The antonym Legal inconsistency is defined as having two rule that contradict each other. Other common definitions of consistency refer to “treating similar cases alike”. In the enterprise context, legal consistency refers to “obedience to the law”. In the context of legal requirements validation, legal consistency is defined as, " Enterprise requirements are legally consistent if they adhere to the legal requirements and include no contradictions."

===Legal completeness===

Legal completeness is a property that declares enterprise policies to cover all scenarios included or suggested by the law. Completeness suggests that there are no scenarios covered by the law that cannot be implemented in the enterprise.

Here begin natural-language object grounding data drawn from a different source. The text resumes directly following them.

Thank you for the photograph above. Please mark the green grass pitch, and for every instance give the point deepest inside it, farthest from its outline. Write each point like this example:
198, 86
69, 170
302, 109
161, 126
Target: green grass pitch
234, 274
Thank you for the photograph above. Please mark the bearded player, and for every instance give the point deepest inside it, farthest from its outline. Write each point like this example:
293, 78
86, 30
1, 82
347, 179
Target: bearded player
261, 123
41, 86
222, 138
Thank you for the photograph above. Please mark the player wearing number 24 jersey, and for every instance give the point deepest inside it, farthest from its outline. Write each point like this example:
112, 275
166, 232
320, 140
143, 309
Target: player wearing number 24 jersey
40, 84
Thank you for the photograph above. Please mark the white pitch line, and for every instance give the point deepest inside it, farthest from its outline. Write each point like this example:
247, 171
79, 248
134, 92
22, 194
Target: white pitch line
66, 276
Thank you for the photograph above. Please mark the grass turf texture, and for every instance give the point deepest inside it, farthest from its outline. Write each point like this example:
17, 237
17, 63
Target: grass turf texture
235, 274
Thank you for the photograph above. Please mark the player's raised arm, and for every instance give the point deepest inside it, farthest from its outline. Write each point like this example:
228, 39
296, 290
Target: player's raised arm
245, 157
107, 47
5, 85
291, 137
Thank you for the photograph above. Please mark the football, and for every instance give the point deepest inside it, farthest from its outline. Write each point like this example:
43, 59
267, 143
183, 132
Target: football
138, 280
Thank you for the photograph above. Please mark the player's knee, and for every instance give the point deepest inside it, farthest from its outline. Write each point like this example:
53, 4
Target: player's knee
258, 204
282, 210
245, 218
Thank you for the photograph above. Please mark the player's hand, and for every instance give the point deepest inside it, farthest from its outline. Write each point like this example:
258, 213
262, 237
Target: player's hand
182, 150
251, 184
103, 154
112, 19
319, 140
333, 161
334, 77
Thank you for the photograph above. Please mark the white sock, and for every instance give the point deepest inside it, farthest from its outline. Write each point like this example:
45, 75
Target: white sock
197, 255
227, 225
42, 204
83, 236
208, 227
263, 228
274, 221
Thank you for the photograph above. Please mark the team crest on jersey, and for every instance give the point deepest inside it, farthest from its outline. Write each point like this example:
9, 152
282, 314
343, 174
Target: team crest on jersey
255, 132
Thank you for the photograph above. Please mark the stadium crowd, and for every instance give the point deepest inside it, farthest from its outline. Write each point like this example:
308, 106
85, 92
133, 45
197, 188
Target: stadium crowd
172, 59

In addition, it implies that all scenarios not allowed by the law are not allowed by the enterprise.

Enterprise policies are said to be legally complete if they contain no gaps in the legal sense. Completeness can be thought of in two ways: Some scholars make use of a concept of ‘obligational’ completeness such as Ayres and Gertner.
According to this usage, a system or a contract is ‘obligationally’ complete if it specifies what each party is to do in every situation, even if this is not the optimal action to take under some circumstances. Others discuss ‘enforceability’ completeness in the sense that failing to specify key terms can lead a court to characterize a system as being too uncertain to enforce (May & Butcher v the King 1934), and hence a system may be complete with respect to enforceability. This leads to the following definition: enterprise regulations or requirements are legally complete if it specifies what each party is to do in each situation while covering all gaps in the legal sense.

==History==

Initial interest in LGRC was driven by corporate legal departments, particularly after the financial crisis of 2007–2008 and the resulting likely regulatory climate. Like the Sarbanes-Oxley act, legal industry thought leaders saw a need for a new framework for legal GRC, and borrowed heavily from IT, RIM and other industries to try to come up with new, clear processes and rules to make navigating the choppy waters of the post-financial crisis legal world go as smoothly as possible.

==Organizations==

===Legal GRC Center for Innovation===

The Legal GRC Center for Innovation is a nonprofit institute for the advancement of the concepts and applications of Legal GRC. The LGRC Center for Innovation serves as a forum for legal industry leaders to discuss and determine ways to systematize and streamline within the legal industry. The membership of the LGRC-CFI is made up of a group of [thought leaders] in the legal, business, IT, and RIM fields. They meet in online forums and at periodic conventions and summits to determine best practices for Legal GRC. The LGRC-CFI also publishes a blog and several industry-specific white papers regularly. The LGRC Center for Innovation addresses legal governance, risk management, and compliance exclusively.

===Institute on Governance===

The Institute on Governance (IOG) is a useful resource for knowledge on governance in general, and has collected significant basics about legal governance online.
The IOG is an independent, Canadian, nonprofit [think tank] founded in 1990 to promote better governance for public benefit. Through their research and services, The IOg helps public organizations and societies realize their objectives by putting good governance into practice.

===Association of Corporate Counsel===

The Association of Corporate Counsel ("ACC"), formerly the American Corporate Counsel Association ("ACCA"), is an association of in-house counsel, attorneys who work for corporations. The association publishes the magazine ACC Docket and arranges one of the United States’ largest annual meetings for in-house attorneys. ACC was founded in 1982. It currently has more than 24,000 members from over 10,500 corporations in 77 countries.[1]
The ACC does not address LGRC exclusively, but can be credited with laying some foundations for corporations – the original practitioners of governance, risk management, and compliance – and legal departments to begin to work together on overarching issues of governance, risk management, and compliance.